A grande questão é que essa pauta, além de provocativa, toca em pontos centrais do núcleo fundante da hegemonia liberal. Se não fosse assim, porque em momentos de grandes embates políticos a família, o gênero e a sexualidade são colocados como pontos de disputa? Que implicações possuem esses temas para a política da sociedade como um todo? Há como pensar uma política emancipatória sem debater essas questões?
Grande parte de nossa sociedade está engajada na defesa dos valores tradicionais cristãos que sustentam a família e as relações afetivas. Muitas vezes elas se valem de pânicos morais para sustentar suas posições, alertando a todos sobre os perigos destruidores de posicionamentos críticos sobre esses assuntos.
Realmente, as pautas dos movimentos LGBTQI+, quando críticas à estrutura liberal tradicional e às suas alianças com o conservadorismo cristão, atacam profundamente o padrão da família e das relações afetivas tradicionais. Mas, em tempos de profundas polarizações políticas, como a que estamos vivendo, esses temas ganham extremo destaque e são entendidos como os responsáveis pelas nossas profundas dissidências políticas e pela falta de oportunidades de diálogos e consensos.
Só que esse pensamento de que as pautas LGBTQI+ obscurecem as temáticas radicais da esquerda precisa ser melhor analisado, pois não é correto. Quando criticamos a família tradicional e quando pensamos em novos arranjos de parentesco e afetividades, estamos pensando em mudanças radicais na sociedade, em alterações que dizem respeito a um dos núcleos essenciais do poder dominante: o domínio privado.
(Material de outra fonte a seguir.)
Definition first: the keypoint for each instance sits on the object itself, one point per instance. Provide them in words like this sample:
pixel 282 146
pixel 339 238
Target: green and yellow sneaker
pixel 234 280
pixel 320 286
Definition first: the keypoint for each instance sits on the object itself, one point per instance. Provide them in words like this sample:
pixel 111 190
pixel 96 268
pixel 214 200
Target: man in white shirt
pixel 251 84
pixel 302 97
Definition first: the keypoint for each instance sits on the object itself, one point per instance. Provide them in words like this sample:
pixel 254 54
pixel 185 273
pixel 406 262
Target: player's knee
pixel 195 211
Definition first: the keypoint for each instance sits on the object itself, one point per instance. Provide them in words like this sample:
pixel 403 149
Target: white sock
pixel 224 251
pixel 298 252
O alarme do poder hegemônico sempre soa quando tentamos tocar nessa estrutura. Além disso, trabalhar criticamente a noção de identidade e sujeito de direitos é tentar compreender as insuficiências e desigualdades produzidas pelo sistema e caminhar na direção de uma sociedade menos desigual também nos tratos mais pessoais e cotidianos.
Portanto, quando a pauta é realmente radical, quando é crítica à hegemonia liberal e às insuficiências do capitalismo, ela é aliada às lutas comuns da esquerda, pois não se resume apenas ao campo cultural, nem simplesmente se confunde com a política identitária multiculturalista formulada durante a renovação do liberalismo nos idos de 1960.
Entretanto, para que esses dois últimos problemas não ocorram, é necessário que os próprios movimentos LGBTQI+ resgatem o sentido radical de suas pautas, para além da ênfase nas questões que são facilmente absorvidas e engendradas pelo sistema liberal.
Se observarmos as grandes pautas levadas por representantes dos movimentos LGBTQI+ ao Supremo Tribunal Federal, verificaremos que, por mais bem-intencionados que esses representantes possam ser, essas pautas acabaram facilmente absorvidas pelo discurso liberal e pela ordem capitalista.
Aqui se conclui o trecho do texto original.